Gerçi bu günlerde kamuoyunun ilgisi şişmanlık sorunundan çok zayıf mankenlere gösterilen tepkilere yoğunlaştı. Çünkü moda dünyası nihayet sağlık ile estetik arasında “sağlık” tercihini yaptı. Yada yapmak zorunda kaldı. Podyumlardaki sıfır beden mankenlerin halka iyi örnek olmadığına karar verdiler. Ama biz modacı değiliz. Sağlıkla uğraşanlar ne sıskalığın nede obezitenin yanında saf tutamazlar değil mi? Hatta moda rüzgarlarına karşı biraz da mesafeli olmaları gerekir.
Diyet ve şişmanlık el ele ilerliyor:
Şişmanlık batı dünyasının en büyük kabusu ama bir yandan da az gelişmiş ülkelere doğru yayılıyor. Bu sorun ülkemizde de gittikçe büyüyor. Bir zamanlar insanlığı kırıp geçiren veba, verem, sıtma gibi bulaşıcı hastalıkları bir yana koyarsak, dünyada bu denli hızlı ilerleyen bir başka hastalık görülmediği belirtiliyor. Obezite sorununun altında yatan nedenler, tıp dünyasını yeni araştırmalara yöneltiyor. Son yıllardaki bakış açısına göre, sorun sadece aşırı yemekten ve hareketsizlikten ibaret olmayabilir. Çünkü az yiyen şişmanlar, çok yiyen zayıflar olduğunu biliyoruz. İşin garip tarafı, bir yandan diyet yapanların sayısı artarken, diğer yandan da şişmanlık başını almış gidiyor..
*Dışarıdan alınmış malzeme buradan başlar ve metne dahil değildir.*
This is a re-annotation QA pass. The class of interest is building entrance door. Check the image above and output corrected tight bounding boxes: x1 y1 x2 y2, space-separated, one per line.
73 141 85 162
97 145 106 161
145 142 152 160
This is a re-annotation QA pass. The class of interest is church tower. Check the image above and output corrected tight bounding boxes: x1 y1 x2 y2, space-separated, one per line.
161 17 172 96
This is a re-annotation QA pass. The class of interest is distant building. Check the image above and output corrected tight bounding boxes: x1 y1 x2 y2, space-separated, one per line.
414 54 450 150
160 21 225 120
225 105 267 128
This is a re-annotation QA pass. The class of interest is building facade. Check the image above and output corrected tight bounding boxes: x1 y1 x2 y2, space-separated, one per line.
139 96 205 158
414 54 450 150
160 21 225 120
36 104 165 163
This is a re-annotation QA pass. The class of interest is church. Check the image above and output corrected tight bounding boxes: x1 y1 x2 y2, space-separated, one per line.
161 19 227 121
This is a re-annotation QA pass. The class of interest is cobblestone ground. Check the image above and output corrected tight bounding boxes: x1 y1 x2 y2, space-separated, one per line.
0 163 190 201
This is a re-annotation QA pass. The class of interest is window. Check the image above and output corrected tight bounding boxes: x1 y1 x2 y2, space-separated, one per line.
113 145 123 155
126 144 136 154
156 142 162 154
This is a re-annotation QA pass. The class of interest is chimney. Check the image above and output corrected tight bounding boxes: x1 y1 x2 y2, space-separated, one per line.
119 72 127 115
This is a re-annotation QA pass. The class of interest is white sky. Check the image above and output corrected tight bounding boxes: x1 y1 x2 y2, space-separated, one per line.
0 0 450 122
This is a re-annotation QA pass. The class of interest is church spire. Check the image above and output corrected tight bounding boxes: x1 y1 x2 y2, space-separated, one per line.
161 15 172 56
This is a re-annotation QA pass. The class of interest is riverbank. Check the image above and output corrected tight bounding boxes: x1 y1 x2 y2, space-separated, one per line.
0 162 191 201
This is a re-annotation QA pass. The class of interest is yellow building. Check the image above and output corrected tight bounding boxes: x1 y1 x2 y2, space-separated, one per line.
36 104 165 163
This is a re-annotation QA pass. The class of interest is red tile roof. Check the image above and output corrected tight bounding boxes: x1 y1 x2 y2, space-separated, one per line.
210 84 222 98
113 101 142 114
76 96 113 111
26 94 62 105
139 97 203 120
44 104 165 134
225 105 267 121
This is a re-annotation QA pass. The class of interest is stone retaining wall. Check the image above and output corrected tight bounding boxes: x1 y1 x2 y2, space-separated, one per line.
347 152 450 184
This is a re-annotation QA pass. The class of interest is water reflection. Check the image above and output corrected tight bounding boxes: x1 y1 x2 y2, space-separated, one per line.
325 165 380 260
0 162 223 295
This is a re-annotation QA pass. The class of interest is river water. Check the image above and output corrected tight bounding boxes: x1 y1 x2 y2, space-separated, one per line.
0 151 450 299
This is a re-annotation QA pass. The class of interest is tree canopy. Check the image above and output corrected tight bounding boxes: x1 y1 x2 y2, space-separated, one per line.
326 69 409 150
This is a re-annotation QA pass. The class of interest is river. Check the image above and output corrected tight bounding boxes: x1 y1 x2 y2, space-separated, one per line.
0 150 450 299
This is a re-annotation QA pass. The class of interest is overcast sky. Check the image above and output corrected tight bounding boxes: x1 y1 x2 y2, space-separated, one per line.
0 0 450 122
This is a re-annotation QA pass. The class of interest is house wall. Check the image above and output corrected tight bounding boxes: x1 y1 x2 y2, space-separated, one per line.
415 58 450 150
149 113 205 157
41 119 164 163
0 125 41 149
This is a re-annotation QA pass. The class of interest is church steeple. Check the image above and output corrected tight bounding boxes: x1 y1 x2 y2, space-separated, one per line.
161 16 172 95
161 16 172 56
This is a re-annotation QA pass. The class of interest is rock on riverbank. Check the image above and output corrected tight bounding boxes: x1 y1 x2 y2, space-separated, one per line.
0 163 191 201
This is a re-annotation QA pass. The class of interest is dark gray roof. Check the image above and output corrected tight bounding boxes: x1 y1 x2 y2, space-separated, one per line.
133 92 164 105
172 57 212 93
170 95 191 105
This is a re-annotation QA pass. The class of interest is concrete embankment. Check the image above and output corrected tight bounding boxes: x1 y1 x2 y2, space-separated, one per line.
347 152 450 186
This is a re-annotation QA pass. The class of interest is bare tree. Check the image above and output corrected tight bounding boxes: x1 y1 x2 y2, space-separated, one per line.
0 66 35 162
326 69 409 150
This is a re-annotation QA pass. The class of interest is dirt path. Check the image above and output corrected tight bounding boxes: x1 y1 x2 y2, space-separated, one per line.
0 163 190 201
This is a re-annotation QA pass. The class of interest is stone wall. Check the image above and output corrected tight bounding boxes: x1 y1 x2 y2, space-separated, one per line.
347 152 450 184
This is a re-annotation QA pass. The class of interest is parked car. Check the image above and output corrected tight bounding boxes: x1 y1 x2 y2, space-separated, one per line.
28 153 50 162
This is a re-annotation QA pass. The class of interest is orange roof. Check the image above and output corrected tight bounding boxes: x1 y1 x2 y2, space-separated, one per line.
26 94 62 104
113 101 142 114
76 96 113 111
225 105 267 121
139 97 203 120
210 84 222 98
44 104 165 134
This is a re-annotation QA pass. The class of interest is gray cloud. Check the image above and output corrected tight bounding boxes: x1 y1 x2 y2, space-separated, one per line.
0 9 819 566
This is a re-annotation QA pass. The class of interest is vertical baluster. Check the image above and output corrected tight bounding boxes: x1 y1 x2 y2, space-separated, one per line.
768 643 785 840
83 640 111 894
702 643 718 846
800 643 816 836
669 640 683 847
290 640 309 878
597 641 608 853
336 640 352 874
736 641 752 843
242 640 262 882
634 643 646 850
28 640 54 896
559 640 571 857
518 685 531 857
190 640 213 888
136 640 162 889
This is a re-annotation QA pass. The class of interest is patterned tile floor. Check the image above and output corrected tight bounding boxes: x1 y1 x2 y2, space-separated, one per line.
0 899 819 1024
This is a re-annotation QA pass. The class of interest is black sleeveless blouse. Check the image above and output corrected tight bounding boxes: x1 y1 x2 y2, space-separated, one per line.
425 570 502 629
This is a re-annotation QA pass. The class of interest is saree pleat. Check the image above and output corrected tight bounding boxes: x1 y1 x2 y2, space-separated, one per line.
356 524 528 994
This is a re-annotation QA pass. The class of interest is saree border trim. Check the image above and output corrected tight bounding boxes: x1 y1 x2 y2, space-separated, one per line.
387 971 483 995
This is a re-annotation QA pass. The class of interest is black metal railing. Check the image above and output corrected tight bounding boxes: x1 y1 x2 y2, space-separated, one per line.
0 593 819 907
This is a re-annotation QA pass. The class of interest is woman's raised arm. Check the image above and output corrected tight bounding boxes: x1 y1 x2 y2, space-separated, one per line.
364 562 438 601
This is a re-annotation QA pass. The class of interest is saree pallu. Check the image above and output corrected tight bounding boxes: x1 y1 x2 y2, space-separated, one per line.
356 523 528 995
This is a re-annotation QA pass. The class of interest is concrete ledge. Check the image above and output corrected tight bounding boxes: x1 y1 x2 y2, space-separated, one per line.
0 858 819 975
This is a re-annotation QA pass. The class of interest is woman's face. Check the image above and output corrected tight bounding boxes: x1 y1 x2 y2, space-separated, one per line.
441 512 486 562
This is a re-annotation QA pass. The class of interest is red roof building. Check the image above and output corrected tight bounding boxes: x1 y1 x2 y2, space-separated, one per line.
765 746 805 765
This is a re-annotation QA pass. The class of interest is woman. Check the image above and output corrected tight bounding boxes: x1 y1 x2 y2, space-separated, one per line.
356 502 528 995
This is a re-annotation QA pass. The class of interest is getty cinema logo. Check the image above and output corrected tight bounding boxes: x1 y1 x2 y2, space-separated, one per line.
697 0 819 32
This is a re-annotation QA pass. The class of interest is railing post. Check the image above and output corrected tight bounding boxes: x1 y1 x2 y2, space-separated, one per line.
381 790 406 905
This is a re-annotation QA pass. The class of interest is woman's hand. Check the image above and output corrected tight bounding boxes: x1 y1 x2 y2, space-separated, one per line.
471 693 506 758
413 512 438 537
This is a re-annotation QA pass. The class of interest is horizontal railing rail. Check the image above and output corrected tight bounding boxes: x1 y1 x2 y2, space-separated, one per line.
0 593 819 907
Vücut ağırlığımızın hormonal sorunlar ve genetik yatkınlıkla ilişkili olduğuna kuşku yok. Ayrıca yanlış beslenme alışkanlıkları, hareketsizlik ve aşırı yemek genellikle psikolojik sorunlarla birlikte şekilleniyor. Gerçek şu ki, şişmanlık pek çok nedene bağlı olabilir. Ve nedenlerini ortaya çıkarmadıkça yapılan diyetler, ağrıyan yerimize morfin yapmaktan daha kalıcı bir çözüm olmayı başaramaz.
Hormon gerçeği:
Vücut ağırlığımız son derece karmaşık bir hormonal zincire bağlıdır. İnsan vücudunda 100’ü aşkın hormon salgılanır ve bunlar mükemmel bir orkestranın ahengiyle tüm metabolizmayı kontrol ederler. Bütün bu hormonlar bir kurye gibi, beyinden, iç salgı bezlerinden vücudun her yanına mesaj iletirler. Kalp atışlarımızı, nefes alışımızı, cinsel dürtülerimizi hormonlar yönetirler. Gece bizi uykuya daldıran, sabah uyandıran hormonlarımızdır.
Açlığımız, tokluğumuz, iştahsızlığımız veya tatlılara, böreklere, hamur işlerine, alkole karşı duyduğumuz dayanılmaz çekim veya sağlıklı gıdalara yönelim, tamamen vücudumuzdaki hormonların taşıdığı mesajlarla oluşur.
Bizi aç olduğumuz veya yeterince doyduğumuz konusunda uyaran mesajlar belirli hormonlarımızdan gelir.
Aldığımız gıdaların nereye gideceğine, yağa mı yoksa şekere mi dönüşeceğine, kaslara mı, karaciğere mi gideceğine yine hormonlar karar verirler.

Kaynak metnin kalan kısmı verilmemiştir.